I am pleased to present the Government of Canada's Response to the Law Commission of Canada's Report: Restoring Dignity: Responding to Child Abuse in Canadian Institutions.

The well-being of children and young people in Canada is a top priority for the Government. We are committed, as the January 2001 Speech from the Throne made clear, to ensuring that this country is a place where children can grow up in safety and where the laws, policies and programs that affect them are grounded in their best interests.

But this commitment also means that we must address the sad and disturbing issue of the physical and sexual abuse of children. Clearly, we need to do all we can to safeguard our children from those who would prey on their vulnerability. At the same time, we must also find responsible, fair and sensitive ways to deal with the past, particularly with the legacy of suffering and betrayal borne by those who were abused in government-run, -funded or -sponsored institutions.

It was for this reason that, a little over three years ago, I called upon the Law Commission of Canada to study the question of how to redress the damage caused by institutional abuse. The Commission took on the task, and set out its findings in Restoring Dignity, a report that provides valuable insight into the complex issues that surround this subject and the search for effective solutions. The report's assessments of possible approaches to meeting the needs of survivors, and its recommendations will inform the Government in its continuing efforts to develop more effective policies and programs.

Our response describes the many ways that the Government of Canada is already working with governments at all levels, and in partnerships with communities, families and voluntary organizations who deal with children, to maintain and improve means to protect children from abuse in institutional care and elsewhere. It also outlines our continued commitment and ongoing efforts to work with survivors and the churches to find responsible, fair and sensitive ways to address the legacy of physical and sexual abuse in Indian residential schools. These initiatives reflect the same principles and concerns noted in the Commission's report, and I consider that an encouraging sign that we are on the right track.
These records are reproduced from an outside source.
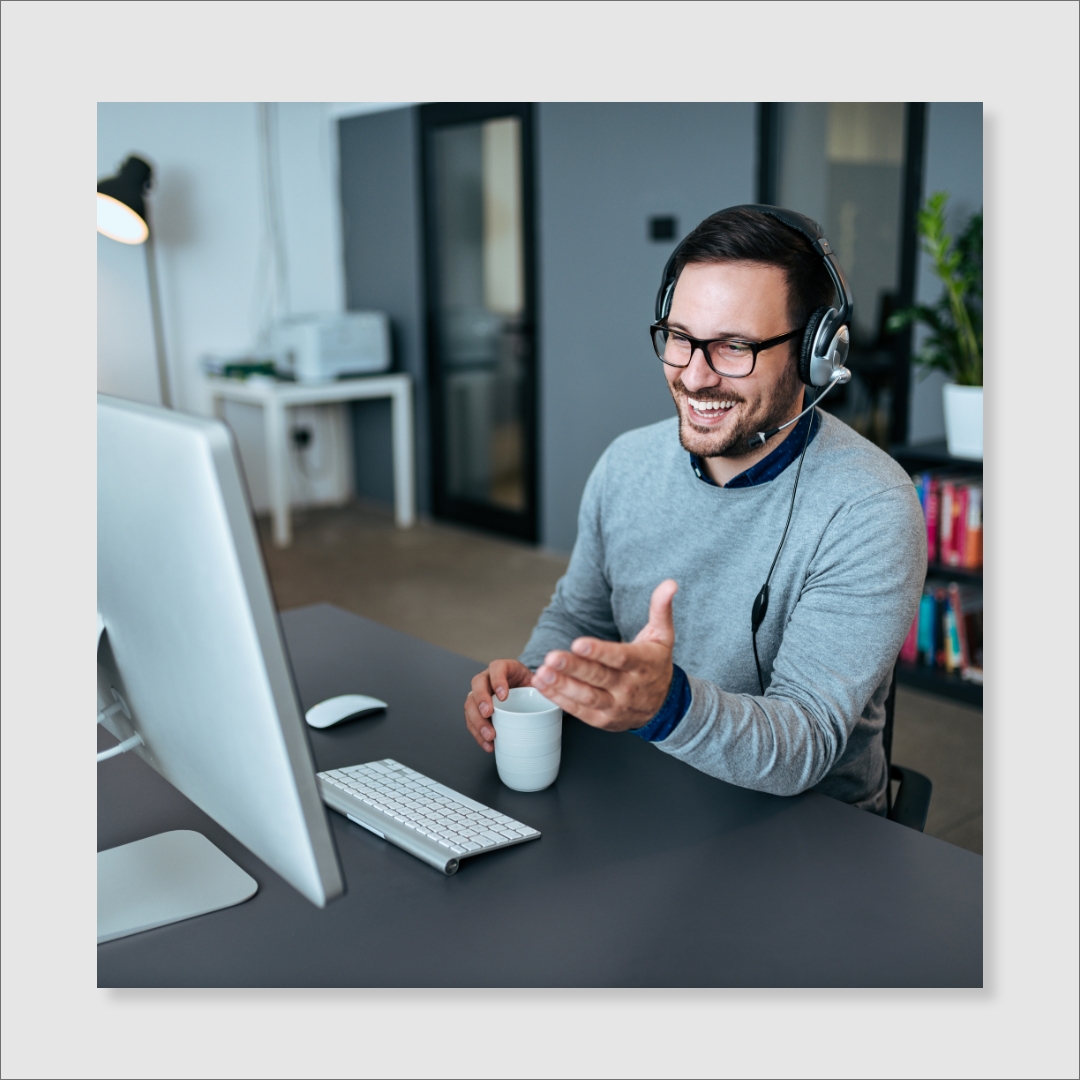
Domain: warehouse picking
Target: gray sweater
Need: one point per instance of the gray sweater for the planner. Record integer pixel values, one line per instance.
(841, 601)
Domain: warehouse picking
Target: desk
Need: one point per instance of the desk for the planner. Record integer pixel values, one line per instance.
(648, 873)
(277, 397)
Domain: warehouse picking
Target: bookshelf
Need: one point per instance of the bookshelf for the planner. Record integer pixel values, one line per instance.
(916, 458)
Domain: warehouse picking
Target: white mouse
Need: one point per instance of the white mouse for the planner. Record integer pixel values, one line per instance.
(346, 707)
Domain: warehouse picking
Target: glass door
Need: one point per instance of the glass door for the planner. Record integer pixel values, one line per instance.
(477, 166)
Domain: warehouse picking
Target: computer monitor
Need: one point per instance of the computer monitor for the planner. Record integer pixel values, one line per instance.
(191, 658)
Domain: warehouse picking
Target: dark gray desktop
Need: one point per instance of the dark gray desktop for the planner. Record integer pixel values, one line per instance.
(648, 873)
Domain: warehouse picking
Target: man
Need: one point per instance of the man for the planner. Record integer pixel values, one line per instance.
(689, 504)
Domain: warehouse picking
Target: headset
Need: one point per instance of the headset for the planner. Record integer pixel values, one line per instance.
(826, 339)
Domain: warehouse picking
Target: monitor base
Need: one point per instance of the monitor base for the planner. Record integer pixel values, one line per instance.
(163, 879)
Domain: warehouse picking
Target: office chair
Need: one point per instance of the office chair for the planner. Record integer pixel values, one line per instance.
(912, 804)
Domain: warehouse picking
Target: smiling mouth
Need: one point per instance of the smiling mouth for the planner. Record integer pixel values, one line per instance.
(709, 413)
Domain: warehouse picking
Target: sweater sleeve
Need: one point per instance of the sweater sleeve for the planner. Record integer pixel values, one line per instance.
(837, 650)
(581, 606)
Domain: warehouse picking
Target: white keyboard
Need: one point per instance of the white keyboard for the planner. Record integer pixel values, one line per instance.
(427, 819)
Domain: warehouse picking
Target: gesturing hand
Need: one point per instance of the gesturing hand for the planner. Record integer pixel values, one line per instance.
(611, 685)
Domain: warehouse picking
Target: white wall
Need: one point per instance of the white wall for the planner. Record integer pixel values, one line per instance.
(954, 163)
(207, 214)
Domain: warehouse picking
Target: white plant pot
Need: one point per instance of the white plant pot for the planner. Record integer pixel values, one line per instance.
(963, 420)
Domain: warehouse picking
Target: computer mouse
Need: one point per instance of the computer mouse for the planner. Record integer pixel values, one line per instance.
(348, 706)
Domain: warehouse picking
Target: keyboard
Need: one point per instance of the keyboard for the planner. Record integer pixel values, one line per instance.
(427, 819)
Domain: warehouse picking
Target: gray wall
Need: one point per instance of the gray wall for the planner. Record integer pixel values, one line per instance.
(603, 171)
(383, 265)
(954, 163)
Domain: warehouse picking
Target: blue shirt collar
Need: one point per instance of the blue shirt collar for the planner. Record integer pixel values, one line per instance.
(772, 464)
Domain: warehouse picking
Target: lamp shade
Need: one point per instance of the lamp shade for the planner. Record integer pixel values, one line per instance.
(121, 203)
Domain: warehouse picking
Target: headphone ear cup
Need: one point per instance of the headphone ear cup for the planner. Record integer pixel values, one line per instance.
(809, 336)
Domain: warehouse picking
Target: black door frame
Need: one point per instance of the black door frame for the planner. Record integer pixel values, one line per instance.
(523, 525)
(768, 176)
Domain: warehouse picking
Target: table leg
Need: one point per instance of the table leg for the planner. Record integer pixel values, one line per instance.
(403, 443)
(273, 420)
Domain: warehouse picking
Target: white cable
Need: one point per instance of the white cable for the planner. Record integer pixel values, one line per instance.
(136, 740)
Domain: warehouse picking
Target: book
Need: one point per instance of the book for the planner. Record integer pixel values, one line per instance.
(930, 512)
(958, 652)
(926, 636)
(909, 651)
(973, 536)
(960, 524)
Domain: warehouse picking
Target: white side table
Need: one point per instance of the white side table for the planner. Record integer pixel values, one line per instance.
(278, 397)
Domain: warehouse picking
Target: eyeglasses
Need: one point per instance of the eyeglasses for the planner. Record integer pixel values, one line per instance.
(732, 358)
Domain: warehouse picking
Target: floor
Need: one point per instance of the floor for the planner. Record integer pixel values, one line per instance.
(478, 595)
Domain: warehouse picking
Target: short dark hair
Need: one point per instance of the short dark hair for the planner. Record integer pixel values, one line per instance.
(741, 234)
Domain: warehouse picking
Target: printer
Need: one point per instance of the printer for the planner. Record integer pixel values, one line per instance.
(327, 347)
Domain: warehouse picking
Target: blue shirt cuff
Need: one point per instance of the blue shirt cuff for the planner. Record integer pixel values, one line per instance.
(672, 711)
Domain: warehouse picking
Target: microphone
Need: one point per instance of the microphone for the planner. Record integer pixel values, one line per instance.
(839, 375)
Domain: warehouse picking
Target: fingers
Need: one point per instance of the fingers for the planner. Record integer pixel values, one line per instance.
(494, 683)
(478, 727)
(568, 692)
(661, 625)
(585, 671)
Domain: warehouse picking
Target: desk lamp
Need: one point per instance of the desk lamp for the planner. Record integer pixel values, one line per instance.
(122, 216)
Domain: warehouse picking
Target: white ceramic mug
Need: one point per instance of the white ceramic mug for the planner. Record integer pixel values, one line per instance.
(528, 740)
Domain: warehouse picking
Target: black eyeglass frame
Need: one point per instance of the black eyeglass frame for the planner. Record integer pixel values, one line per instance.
(703, 345)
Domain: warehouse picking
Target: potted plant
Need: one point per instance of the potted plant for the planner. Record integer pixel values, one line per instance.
(955, 341)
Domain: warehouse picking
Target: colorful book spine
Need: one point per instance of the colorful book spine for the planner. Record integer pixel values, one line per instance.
(927, 619)
(973, 544)
(909, 653)
(947, 524)
(961, 499)
(962, 653)
(930, 511)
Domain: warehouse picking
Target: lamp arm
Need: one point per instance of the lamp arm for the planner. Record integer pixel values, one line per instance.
(159, 329)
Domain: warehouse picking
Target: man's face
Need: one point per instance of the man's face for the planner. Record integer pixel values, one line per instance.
(731, 299)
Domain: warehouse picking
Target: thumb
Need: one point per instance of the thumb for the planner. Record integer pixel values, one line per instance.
(660, 628)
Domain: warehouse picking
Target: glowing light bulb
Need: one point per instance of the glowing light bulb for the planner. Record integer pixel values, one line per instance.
(119, 221)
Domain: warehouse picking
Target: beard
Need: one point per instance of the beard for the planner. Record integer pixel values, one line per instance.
(747, 417)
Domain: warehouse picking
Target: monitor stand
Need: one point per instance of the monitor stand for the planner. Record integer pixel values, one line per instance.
(163, 879)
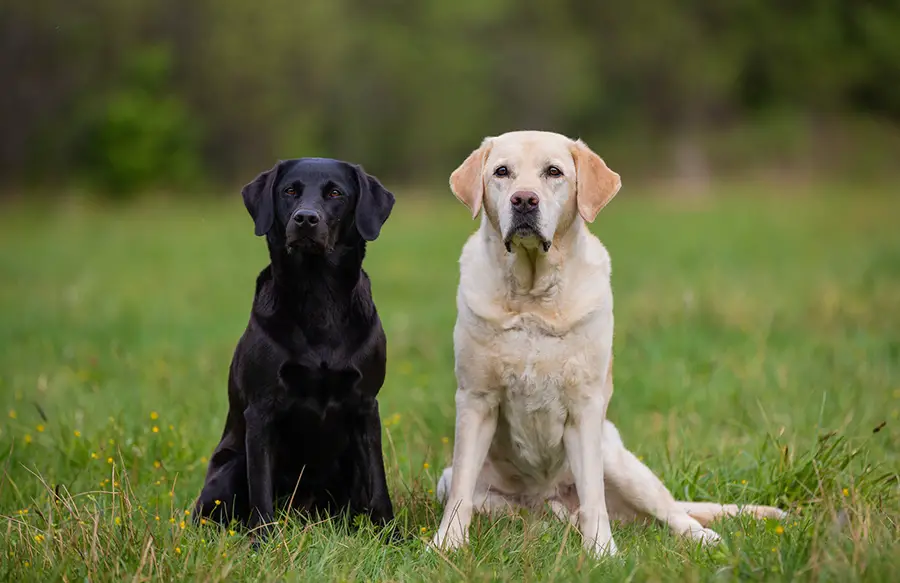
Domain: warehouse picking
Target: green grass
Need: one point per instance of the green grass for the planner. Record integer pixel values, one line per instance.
(757, 348)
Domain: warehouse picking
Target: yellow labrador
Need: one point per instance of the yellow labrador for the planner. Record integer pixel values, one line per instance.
(533, 344)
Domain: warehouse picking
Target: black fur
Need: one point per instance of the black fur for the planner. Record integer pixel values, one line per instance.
(303, 423)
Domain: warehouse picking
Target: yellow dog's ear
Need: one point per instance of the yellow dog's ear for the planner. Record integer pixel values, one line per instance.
(595, 183)
(467, 181)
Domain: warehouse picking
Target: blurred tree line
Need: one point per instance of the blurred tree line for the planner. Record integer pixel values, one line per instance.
(127, 95)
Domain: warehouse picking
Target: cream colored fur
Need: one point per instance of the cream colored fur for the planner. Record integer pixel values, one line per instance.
(533, 345)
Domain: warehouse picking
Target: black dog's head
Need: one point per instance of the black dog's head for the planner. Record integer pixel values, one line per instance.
(310, 205)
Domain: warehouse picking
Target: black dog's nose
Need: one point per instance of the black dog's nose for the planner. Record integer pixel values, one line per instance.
(306, 218)
(525, 201)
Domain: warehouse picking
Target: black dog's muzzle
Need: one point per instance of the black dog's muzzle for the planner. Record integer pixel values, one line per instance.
(307, 231)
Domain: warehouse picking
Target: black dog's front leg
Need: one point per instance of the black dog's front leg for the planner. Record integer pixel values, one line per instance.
(378, 505)
(259, 470)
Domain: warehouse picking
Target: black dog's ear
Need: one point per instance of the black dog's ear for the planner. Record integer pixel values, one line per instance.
(374, 205)
(259, 200)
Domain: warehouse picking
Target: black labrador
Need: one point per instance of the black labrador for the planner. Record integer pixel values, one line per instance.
(303, 425)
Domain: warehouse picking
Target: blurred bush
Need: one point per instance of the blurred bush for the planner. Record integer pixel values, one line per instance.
(139, 135)
(131, 94)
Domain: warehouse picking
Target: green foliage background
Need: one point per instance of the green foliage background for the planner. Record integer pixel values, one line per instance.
(140, 94)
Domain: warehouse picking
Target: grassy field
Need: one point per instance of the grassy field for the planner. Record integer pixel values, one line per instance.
(757, 352)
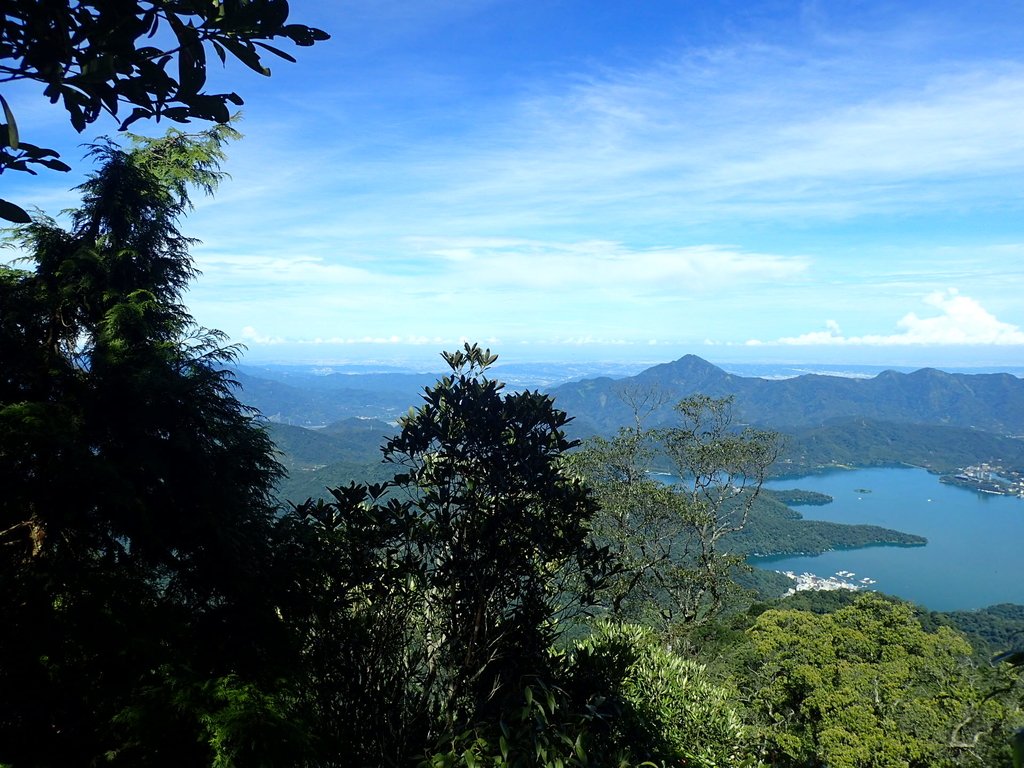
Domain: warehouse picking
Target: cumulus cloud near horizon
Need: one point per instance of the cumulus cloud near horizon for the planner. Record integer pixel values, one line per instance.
(961, 321)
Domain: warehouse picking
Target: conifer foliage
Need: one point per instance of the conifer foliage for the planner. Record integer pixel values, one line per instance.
(137, 491)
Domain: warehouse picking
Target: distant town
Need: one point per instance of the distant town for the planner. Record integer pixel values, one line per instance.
(988, 478)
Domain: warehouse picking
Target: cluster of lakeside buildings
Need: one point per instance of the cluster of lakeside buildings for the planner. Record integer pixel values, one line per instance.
(987, 478)
(843, 580)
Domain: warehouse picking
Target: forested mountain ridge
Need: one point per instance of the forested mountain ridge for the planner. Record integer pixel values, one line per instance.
(990, 402)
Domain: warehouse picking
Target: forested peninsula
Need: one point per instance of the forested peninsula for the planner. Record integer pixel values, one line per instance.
(499, 590)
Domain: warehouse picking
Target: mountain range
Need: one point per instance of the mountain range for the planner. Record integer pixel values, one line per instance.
(989, 402)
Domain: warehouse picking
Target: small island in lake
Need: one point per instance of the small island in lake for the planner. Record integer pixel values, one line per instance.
(797, 497)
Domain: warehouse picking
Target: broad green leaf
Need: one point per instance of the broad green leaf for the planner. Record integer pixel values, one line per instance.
(13, 213)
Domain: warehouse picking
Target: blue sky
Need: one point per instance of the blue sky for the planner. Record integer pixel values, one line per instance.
(748, 181)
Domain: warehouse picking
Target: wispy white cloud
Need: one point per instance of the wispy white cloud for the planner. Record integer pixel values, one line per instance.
(962, 321)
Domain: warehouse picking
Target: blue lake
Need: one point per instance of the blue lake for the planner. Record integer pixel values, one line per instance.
(975, 551)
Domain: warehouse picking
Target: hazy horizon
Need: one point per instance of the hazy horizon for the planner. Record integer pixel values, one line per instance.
(776, 181)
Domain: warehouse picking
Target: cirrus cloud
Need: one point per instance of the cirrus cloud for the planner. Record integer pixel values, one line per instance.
(961, 321)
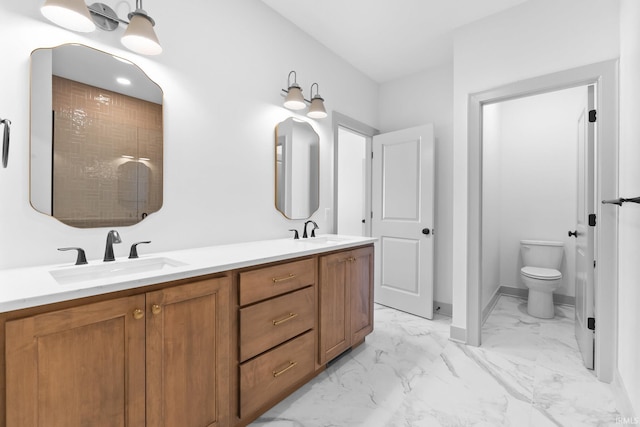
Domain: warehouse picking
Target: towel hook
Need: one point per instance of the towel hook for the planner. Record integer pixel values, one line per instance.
(621, 200)
(5, 142)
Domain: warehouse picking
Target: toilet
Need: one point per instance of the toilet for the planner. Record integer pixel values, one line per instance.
(541, 274)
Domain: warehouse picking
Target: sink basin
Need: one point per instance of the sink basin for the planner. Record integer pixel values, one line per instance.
(82, 273)
(325, 240)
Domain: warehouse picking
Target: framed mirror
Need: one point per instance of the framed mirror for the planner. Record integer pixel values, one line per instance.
(96, 138)
(297, 169)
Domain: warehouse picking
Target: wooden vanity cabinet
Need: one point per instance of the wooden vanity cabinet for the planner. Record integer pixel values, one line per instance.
(158, 359)
(346, 300)
(276, 335)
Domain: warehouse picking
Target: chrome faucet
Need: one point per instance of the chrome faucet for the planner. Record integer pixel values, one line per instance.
(313, 231)
(112, 237)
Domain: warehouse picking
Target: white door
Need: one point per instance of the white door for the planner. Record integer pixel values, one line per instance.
(403, 206)
(584, 233)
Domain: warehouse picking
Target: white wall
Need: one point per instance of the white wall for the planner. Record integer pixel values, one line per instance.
(529, 182)
(427, 97)
(533, 39)
(491, 175)
(222, 69)
(629, 231)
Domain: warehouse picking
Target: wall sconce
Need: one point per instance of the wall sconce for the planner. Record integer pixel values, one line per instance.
(77, 16)
(294, 100)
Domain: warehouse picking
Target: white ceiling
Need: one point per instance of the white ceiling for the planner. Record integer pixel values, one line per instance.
(387, 39)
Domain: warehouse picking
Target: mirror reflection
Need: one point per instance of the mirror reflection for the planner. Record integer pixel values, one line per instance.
(297, 169)
(96, 138)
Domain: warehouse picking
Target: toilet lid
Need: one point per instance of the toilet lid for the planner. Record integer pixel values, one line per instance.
(541, 273)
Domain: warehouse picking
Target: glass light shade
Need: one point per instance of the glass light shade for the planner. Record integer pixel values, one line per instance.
(316, 110)
(140, 37)
(71, 14)
(294, 99)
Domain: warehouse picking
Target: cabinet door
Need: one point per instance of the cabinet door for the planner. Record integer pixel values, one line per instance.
(188, 355)
(361, 281)
(82, 366)
(335, 294)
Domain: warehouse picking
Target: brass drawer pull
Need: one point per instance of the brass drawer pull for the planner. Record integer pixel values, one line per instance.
(286, 319)
(278, 373)
(284, 279)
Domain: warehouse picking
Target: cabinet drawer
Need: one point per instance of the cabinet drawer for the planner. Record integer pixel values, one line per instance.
(272, 322)
(268, 282)
(264, 378)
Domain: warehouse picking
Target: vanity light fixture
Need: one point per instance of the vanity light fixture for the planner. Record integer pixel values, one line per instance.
(316, 109)
(71, 14)
(77, 16)
(294, 100)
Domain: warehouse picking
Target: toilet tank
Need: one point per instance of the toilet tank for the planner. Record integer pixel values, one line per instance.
(540, 253)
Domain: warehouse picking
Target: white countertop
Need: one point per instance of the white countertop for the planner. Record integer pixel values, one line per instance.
(29, 287)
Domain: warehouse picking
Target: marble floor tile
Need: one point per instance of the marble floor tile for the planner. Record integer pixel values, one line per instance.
(528, 372)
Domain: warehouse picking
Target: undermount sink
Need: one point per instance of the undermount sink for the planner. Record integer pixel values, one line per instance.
(82, 273)
(325, 240)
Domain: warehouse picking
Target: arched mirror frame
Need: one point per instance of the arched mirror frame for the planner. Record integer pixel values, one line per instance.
(297, 169)
(128, 201)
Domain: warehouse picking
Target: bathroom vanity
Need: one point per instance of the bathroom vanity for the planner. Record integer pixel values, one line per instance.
(203, 337)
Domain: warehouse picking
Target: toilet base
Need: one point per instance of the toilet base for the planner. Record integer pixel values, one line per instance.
(540, 304)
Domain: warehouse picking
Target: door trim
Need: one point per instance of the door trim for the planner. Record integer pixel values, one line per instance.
(339, 120)
(605, 76)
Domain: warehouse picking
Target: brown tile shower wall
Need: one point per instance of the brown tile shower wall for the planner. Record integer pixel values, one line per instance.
(93, 184)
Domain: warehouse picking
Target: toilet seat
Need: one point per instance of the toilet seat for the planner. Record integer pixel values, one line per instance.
(541, 273)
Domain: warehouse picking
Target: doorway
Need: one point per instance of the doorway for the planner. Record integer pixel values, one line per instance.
(352, 175)
(535, 188)
(604, 75)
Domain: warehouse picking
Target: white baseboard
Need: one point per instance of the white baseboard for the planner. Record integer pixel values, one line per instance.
(458, 334)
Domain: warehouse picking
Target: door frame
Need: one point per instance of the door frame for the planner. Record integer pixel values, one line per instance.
(339, 120)
(605, 76)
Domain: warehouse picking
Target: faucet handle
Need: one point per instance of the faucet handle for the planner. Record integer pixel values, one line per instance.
(82, 258)
(295, 234)
(133, 253)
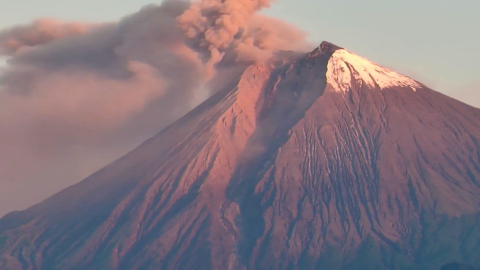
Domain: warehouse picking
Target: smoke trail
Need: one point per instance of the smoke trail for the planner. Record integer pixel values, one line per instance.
(71, 91)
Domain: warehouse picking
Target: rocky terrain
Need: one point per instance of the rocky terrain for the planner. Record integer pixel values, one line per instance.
(319, 161)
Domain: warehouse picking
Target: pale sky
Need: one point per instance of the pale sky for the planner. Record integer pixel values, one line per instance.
(433, 41)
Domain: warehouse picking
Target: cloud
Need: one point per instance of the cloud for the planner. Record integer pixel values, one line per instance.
(75, 96)
(39, 32)
(233, 29)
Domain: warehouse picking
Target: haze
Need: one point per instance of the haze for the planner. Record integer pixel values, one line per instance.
(434, 42)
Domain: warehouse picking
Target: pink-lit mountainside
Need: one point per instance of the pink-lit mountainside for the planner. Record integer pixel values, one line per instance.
(316, 161)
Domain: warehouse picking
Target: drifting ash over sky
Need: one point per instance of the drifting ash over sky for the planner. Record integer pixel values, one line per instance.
(82, 93)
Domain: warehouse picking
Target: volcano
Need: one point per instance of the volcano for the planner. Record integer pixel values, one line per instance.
(324, 160)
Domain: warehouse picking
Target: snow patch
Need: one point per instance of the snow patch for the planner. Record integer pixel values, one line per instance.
(345, 68)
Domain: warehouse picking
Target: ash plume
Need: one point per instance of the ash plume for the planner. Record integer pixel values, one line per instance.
(70, 91)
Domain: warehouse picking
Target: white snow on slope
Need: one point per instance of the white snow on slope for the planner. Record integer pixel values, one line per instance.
(345, 68)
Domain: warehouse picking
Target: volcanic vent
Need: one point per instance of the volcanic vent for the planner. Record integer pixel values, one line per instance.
(322, 161)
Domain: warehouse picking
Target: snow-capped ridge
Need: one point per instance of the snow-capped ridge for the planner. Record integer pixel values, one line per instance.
(347, 70)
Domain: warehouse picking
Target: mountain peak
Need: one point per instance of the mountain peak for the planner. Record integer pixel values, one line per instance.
(347, 70)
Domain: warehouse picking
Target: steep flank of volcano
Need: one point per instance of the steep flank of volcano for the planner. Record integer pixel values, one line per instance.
(319, 161)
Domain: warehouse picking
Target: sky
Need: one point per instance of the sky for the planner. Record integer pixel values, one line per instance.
(433, 41)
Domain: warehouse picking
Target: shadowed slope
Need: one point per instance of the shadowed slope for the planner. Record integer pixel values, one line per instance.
(325, 161)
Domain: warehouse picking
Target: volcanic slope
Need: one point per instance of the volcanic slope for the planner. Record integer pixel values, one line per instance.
(324, 161)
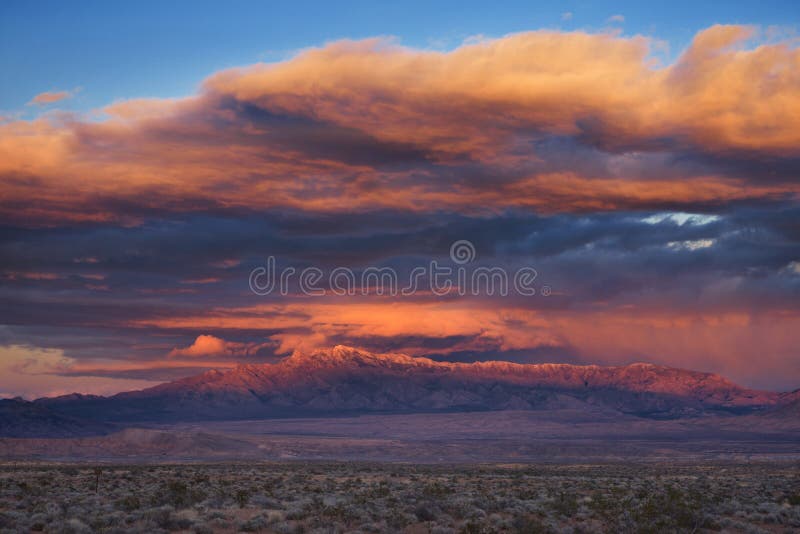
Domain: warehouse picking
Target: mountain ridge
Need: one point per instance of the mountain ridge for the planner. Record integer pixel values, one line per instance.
(345, 380)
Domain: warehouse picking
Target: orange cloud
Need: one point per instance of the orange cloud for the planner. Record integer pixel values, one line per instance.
(370, 124)
(207, 345)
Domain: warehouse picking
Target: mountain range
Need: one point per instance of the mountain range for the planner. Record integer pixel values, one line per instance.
(347, 381)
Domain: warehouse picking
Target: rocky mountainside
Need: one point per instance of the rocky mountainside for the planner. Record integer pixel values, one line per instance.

Similarly, the Speech from the Throne indicated our intention to focus on crime prevention as much as punishment, and take measures to consider the needs of victims, ideas that are quite consistent with the Commission's recommendations.

Redressing the harm caused by institutional child abuse in the past and preventing its occurrence in the future is no small task. It will require cooperation and respectful sharing of roles and responsibilities across traditional jurisdictional lines, both within and outside of government, and a willingness to consider new ideas. I thank the members of the Law Commission of Canada for their important contribution, and hope that the report's recommendations and the federal government's response will provide the basis for all parties to work together for the sake of the children, today and tomorrow.